VRDFormer: End-to-end Video Relation Detection with Transformers

This repository provides the implementation of the VRDFormer: End-to-end Video Relation Detection with Transformers paper. The codebase builds upon DETR, Deformable DETR and TrackFormer.

Abstract

Visual relation understanding plays an essential role for holistic video understanding. Most previous works adopt a multi-stage framework for video visual relation detection (VidVRD), which cannot capture long-term spatiotemporal contexts in different stages and also suffers from inefficiency. In this paper, we propose a transformerbased framework called VRDFormer to unify these decoupling stages. Our model exploits a query-based approach to autoregressively generate relation instances. We specifically design static queries and recurrent queries to enable efficient object pair tracking with spatio-temporal contexts. The model is jointly trained with object pair detection and relation classification.

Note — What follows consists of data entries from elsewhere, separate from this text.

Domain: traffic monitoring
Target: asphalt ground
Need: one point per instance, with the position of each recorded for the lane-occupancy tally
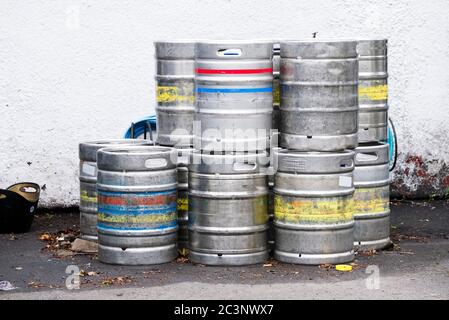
(416, 267)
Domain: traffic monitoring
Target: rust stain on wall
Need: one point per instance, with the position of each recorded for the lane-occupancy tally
(417, 177)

Extensive experiments on two benchmark datasets, ImageNet-VidVRD and VidOR, demonstrate the effectiveness of the proposed VRDFormer, which achieves the state-of-the-art performance on both relation detection and relation tagging tasks.

DATA PREPARATION

We refer to our docs/DATA.md for detailed installation instructions.

Installation

We refer to our docs/INSTALL.md for detailed installation instructions.

Train VRDFormer on VidVRD

  • Train VidVRD based on detr with 8GPUs and batchsize=32
sh script/stage1/train_mgpu.sh
sh script/stage2/train_mgpu.sh
  • Train VidVRD based on deformable detr
sh script/stage1/train_deform_mgpu.sh
sh script/stage2/train_deform_mgpu.sh

Train VRDFormer on VidVRD

Train VidOR based on detr with 8GPUs and batchsize=64

sh script/stage1/train_mgpu_vidor.sh
sh script/stage2/train_mgpu_vidor.sh

Train VidOR based on deformable detr

sh script/stage1/train_deform_mgpu_vidor.sh
sh script/stage2/train_deform_mgpu_vidor.sh